Re: dns outbound

[Joseph S D Yao <jsdy () cospo osis gov>]

> I have gotten a request to allow all clients behind a firewall to have
> unrestricted access to dns servers outside the firewall.  
>
> Can I get help in coming up with pros and cons off doing that.  I tried to
> search the archives but the search page is not working properly.
>
> I am not comfortable in allowing udp packets outbound from all systems.
> If it helps we are using firewall-1.

First, ascertain what the requesters really WANT, as opposed to what
they think they're asking for.  Is there some strange, obscure reason
that they feel they need direct access to the external DNS servers?
[And, if so, would it suffice to set up a walled-off separate machine
in the FW-1 "DMZ" from which such access were available?]  Or do they
need to be able to resolve data from all external DNS servers?
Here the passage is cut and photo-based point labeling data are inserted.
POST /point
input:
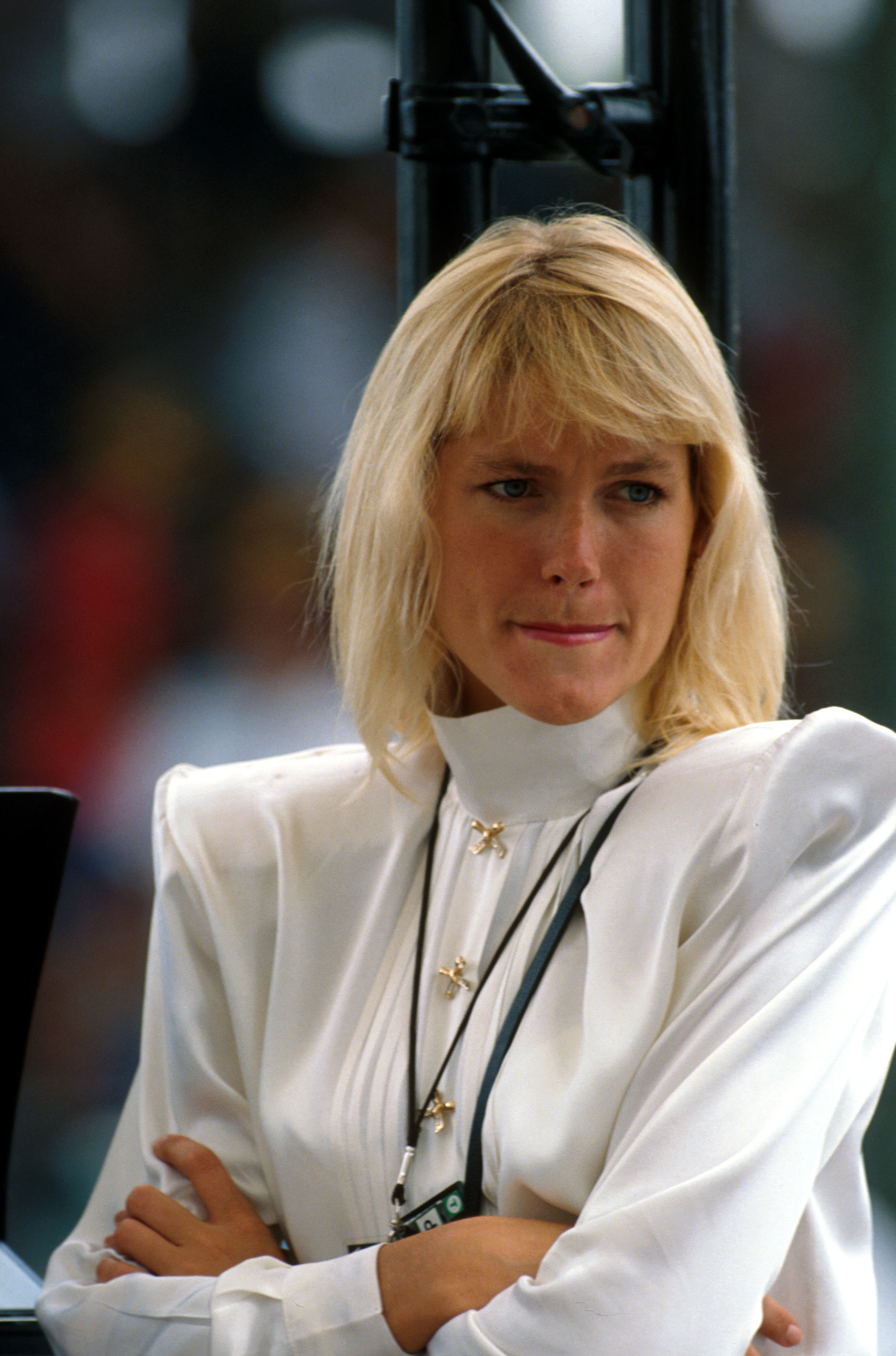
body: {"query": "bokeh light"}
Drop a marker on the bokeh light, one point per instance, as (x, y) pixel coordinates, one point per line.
(323, 85)
(128, 67)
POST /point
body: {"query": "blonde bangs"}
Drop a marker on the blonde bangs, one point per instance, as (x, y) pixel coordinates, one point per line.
(570, 323)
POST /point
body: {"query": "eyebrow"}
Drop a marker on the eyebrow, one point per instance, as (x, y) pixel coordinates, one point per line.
(516, 466)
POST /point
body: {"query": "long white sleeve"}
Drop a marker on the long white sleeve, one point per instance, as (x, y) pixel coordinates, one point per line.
(190, 1083)
(745, 1119)
(689, 1087)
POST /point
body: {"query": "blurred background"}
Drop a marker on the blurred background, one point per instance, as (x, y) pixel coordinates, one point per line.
(197, 270)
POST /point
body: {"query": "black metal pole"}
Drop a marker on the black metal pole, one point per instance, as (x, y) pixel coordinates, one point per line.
(685, 52)
(442, 203)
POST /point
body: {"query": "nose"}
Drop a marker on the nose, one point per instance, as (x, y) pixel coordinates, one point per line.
(572, 551)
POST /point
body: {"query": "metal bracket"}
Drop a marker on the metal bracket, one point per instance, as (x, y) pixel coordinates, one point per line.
(613, 128)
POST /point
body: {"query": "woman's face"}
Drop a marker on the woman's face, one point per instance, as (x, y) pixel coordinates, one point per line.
(563, 566)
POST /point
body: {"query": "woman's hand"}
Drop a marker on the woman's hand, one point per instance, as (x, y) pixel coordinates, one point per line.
(430, 1278)
(167, 1240)
(778, 1325)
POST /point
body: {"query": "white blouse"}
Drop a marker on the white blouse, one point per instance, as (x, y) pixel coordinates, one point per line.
(689, 1087)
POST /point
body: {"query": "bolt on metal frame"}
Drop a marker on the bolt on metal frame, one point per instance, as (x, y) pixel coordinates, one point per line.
(666, 132)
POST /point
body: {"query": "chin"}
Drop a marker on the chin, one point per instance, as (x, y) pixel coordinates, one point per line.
(564, 710)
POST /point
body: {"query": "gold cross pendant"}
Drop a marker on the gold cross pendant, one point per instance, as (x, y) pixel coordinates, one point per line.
(489, 840)
(454, 975)
(438, 1110)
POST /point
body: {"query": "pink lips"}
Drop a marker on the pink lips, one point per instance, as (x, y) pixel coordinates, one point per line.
(560, 635)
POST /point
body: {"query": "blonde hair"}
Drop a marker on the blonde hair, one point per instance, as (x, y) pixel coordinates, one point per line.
(579, 318)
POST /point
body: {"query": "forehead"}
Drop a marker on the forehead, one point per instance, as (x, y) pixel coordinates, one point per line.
(539, 449)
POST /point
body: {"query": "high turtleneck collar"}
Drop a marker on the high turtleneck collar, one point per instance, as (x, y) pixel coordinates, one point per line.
(513, 769)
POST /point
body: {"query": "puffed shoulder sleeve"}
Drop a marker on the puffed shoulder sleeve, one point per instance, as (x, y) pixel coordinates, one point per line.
(193, 1080)
(736, 1145)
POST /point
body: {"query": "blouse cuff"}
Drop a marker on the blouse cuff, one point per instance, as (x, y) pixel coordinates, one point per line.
(328, 1309)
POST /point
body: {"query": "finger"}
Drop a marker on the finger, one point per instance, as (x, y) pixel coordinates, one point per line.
(109, 1268)
(778, 1324)
(147, 1248)
(213, 1184)
(160, 1213)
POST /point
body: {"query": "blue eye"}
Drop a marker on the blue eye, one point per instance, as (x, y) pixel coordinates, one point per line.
(639, 494)
(510, 489)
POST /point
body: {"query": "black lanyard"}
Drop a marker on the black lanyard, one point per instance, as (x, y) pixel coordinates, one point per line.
(472, 1195)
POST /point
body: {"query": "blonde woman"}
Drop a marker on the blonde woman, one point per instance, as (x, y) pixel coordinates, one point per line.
(575, 979)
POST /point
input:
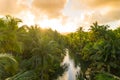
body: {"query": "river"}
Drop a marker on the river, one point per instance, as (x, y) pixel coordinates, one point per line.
(72, 71)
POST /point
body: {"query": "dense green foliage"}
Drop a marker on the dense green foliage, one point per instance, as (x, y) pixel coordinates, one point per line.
(100, 49)
(32, 53)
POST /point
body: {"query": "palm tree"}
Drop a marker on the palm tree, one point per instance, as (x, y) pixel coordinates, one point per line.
(8, 65)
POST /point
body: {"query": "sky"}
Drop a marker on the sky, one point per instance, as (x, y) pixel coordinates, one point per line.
(63, 15)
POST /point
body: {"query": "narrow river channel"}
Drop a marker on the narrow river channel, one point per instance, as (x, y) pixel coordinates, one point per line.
(72, 71)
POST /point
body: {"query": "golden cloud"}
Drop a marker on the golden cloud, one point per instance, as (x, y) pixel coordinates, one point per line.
(101, 10)
(52, 8)
(11, 7)
(100, 3)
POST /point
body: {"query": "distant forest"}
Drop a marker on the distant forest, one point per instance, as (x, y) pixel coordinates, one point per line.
(33, 53)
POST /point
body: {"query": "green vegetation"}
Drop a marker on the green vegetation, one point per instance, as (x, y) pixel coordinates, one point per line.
(33, 53)
(29, 53)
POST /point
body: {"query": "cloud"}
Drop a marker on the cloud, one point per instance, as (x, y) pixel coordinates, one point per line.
(102, 11)
(52, 8)
(100, 3)
(12, 6)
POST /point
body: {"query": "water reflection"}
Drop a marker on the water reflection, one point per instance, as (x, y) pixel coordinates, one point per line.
(72, 71)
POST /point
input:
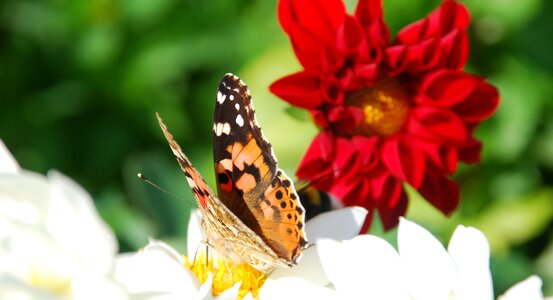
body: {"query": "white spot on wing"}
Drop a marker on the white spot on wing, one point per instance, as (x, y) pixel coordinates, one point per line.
(221, 97)
(219, 129)
(226, 128)
(239, 120)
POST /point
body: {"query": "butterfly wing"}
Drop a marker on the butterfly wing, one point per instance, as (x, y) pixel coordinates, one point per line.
(249, 181)
(201, 190)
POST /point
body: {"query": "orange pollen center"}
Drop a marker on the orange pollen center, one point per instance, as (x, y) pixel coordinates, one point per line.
(385, 107)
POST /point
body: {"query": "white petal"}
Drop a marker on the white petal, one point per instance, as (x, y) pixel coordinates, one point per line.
(365, 265)
(74, 222)
(160, 246)
(294, 288)
(428, 270)
(8, 164)
(470, 251)
(309, 268)
(338, 224)
(12, 288)
(92, 286)
(155, 273)
(528, 289)
(24, 198)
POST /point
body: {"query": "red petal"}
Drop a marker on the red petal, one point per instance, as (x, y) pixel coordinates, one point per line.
(319, 117)
(365, 147)
(449, 16)
(369, 14)
(441, 192)
(316, 160)
(445, 88)
(441, 157)
(437, 124)
(470, 97)
(309, 49)
(446, 28)
(345, 118)
(480, 105)
(322, 18)
(395, 59)
(404, 160)
(345, 160)
(300, 89)
(392, 205)
(351, 40)
(470, 152)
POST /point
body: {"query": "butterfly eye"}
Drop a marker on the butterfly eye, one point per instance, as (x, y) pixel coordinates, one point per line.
(224, 181)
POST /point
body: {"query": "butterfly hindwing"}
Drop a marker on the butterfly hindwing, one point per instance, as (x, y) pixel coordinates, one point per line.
(249, 181)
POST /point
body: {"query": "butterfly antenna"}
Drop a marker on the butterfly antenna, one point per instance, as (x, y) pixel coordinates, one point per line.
(302, 186)
(148, 181)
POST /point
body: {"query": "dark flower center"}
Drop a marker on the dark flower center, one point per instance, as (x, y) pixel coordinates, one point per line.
(385, 107)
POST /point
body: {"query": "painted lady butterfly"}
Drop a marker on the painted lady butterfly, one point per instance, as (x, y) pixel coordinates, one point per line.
(257, 217)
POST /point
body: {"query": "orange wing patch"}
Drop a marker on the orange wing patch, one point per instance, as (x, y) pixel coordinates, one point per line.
(282, 213)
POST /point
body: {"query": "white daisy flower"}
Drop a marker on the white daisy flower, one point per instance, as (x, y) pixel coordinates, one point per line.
(159, 272)
(53, 244)
(421, 269)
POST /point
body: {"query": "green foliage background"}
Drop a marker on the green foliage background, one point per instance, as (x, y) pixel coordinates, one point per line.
(80, 82)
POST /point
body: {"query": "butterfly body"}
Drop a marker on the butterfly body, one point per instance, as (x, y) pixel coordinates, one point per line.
(257, 217)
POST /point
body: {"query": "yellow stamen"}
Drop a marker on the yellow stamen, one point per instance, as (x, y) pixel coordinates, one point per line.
(385, 106)
(226, 273)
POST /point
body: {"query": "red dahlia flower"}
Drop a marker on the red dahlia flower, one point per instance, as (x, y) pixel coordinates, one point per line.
(389, 113)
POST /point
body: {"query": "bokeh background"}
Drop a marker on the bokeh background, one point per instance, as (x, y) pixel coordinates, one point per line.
(80, 82)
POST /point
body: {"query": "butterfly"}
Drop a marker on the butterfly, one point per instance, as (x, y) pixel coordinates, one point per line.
(257, 217)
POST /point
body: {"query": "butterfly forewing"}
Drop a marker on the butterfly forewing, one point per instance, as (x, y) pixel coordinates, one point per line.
(201, 190)
(249, 181)
(257, 216)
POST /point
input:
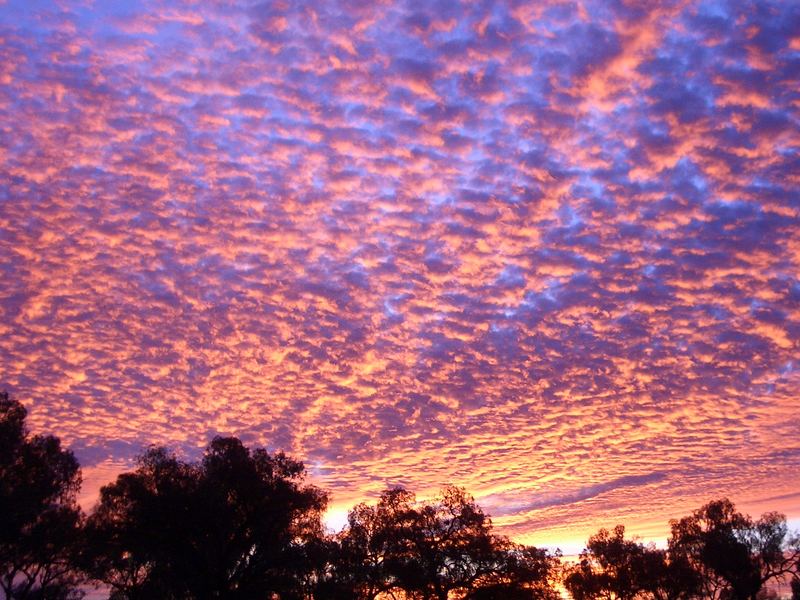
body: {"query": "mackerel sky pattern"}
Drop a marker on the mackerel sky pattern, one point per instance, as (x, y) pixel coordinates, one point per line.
(545, 250)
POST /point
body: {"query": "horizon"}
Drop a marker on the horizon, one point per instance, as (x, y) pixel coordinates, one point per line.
(547, 252)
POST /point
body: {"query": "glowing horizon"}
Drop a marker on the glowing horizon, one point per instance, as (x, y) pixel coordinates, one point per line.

The latter case is provided by almost every firewall.  I'm not familiar
with what FW-1 does for this.  FWTK and Gauntlet use BIND's 'named' to
provide separate DNS to the inside and outside, especially now that 8.2
allows that for even more cases.  Raptor does the same thing with some
more-limited DNS server of their own.  ANS Interlock does not serve DNS
on the firewall, but has a DNS proxy that allows much the same services,
relying on name servers inside and outside the firewall.

--
Joe Yao                         jsdy () cospo osis gov - Joseph S. D. Yao
COSPO/OSIS Computer Support                                     EMT-B
-----------------------------------------------------------------------
This message is not an official statement of COSPO policies.